Member of the Atlanta City Council At-large Post 15
- In office July 7, 1972 – July 1979
- Preceded by: Richard A. Petree
- Succeeded by: Elaine Wiggins Lester

Personal details
- Born: Panke J. Mattox November 25, 1940 (age 85) Parris Island, South Carolina
- Education: Antioch College (psychology) University of Chicago (social work)
- Occupation: Politician, social worker

= Panke Bradley Miller =

American politician and social worker (born 1940)

Panke Bradley Miller (born Panke J. Mattox, 25 November 1940) is an American politician, civic leader, and social worker who was the first woman to serve on the Atlanta Board of Aldermen (today the Atlanta City Council) from 1972 to 1979.

Panke J. Mattox was born in Parris Island, South Carolina, on November 25, 1940, to John D. and Elizabeth K. Mattox; she was raised in Macon, Georgia.
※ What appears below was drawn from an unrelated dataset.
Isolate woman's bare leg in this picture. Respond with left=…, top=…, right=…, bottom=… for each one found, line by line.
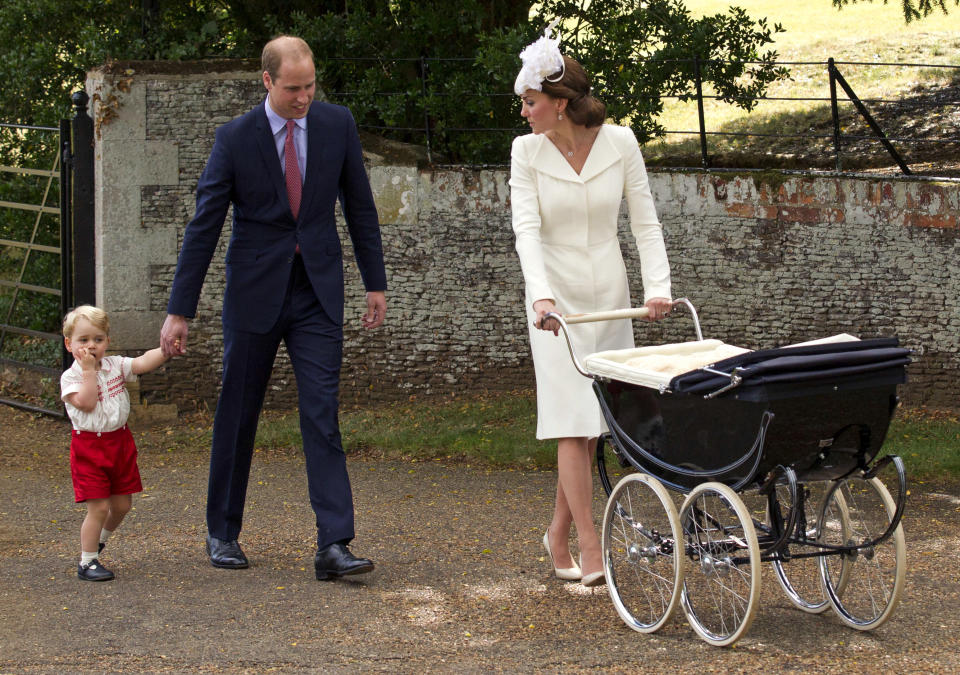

She received her bachelor's degree in psychology from Antioch College in Yellow Springs, Ohio, and her graduate degree in community organizing and social work from the University of Chicago. After her studies, Miller returned to Atlanta.

Miller was appointed to the Atlanta Board of Aldermen's at-large Post 15 by mayor Sam Massell on July 7, 1972, becoming the first woman to serve on the council. The post had been filled previously by R. A. "Pete" Petree, who was convicted of bribery and suspended in 1970.

She was later elected in 1973, defeating Henry Dodson and Sherman Barge. Miller was chair of the Human Resources committee, and also served on the Development, Transportation, and Judiciary committees. Miller was described in 1974 by the Atlanta Journal as a "former research analyst for health and community action groups, [and] wife of a Georgia State University sociology professor." In 1975, the New York Times called her "one of the more liberal whites on the City Council". Miller was also a supporter of the Equal Rights Amendment, joining mayor Maynard Jackson to declare January 11, 1975 as "ERA Day in Atlanta". Miller also pledged to introduce gay rights legislation.

After her work in government, Miller was vice-chair of the Georgia section of Common Cause. Miller was honored by the Atlanta City Council in March 2023.

Miller was married to professor Donald M. Bradley in the 1970s. She married Peter O. Miller in the 1980s; he died in 2022.